Accordingly, Frontier Developments has turned to other funding sources: in June, the company closed a round of private funding which raised £2.8 million to bring it to a total of £7.2 million in cash reserves, and agreed a revolving credit facility with Barclays Bank for an additional £3 million. Now, the company has announced that it is to float on the LSE's AIM exchange with £4 million in ordinary shares, valuing the company at a market capitalisation of £39.4 million.

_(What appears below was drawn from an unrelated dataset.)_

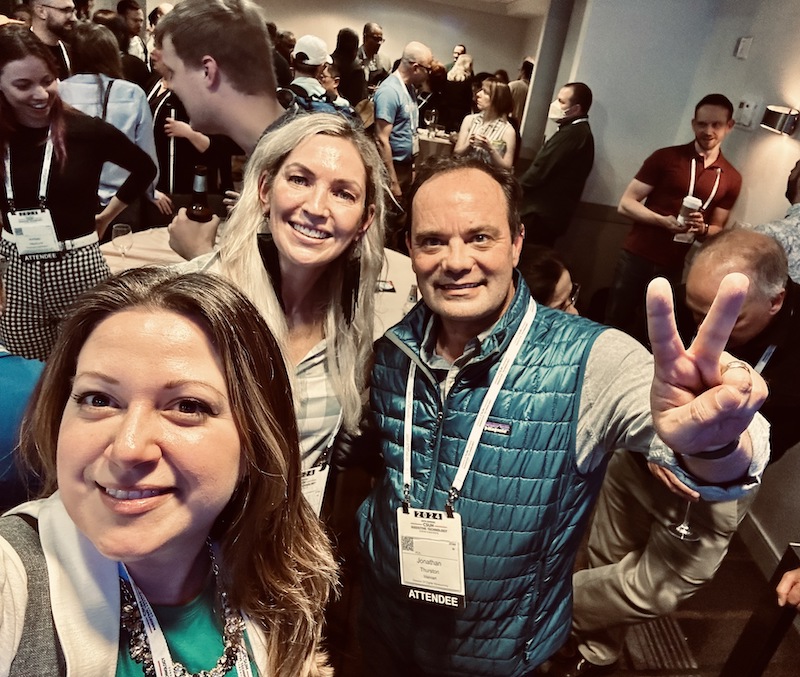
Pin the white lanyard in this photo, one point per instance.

'We are very excited to be listing our company at a time of such strong momentum in the business and the sector,' claimed Braben of the move. 'This placing of Frontier shares, combined with our recent oversubscribed funding round, is a strong endorsement both of the opportunities we have identified, and our team’s ability to deliver on the next round of enhancements to our business to make the most of those opportunities. It gives us the necessary financial impetus to continue operating at the forefront of the continually evolving and expanding global games market.'
Headquartered in Cambridge and with a satellite office in Nova Scotia, Canada, Frontier Developments has 227 full-time employees. While many of these will be working on Elite: Dangerous, the company has also been talking up the Cobra software development system as it looks to raise yet more funds by licensing the platform, which allows for easy porting of titles to PCs, consoles and mobile devices, to third party developers.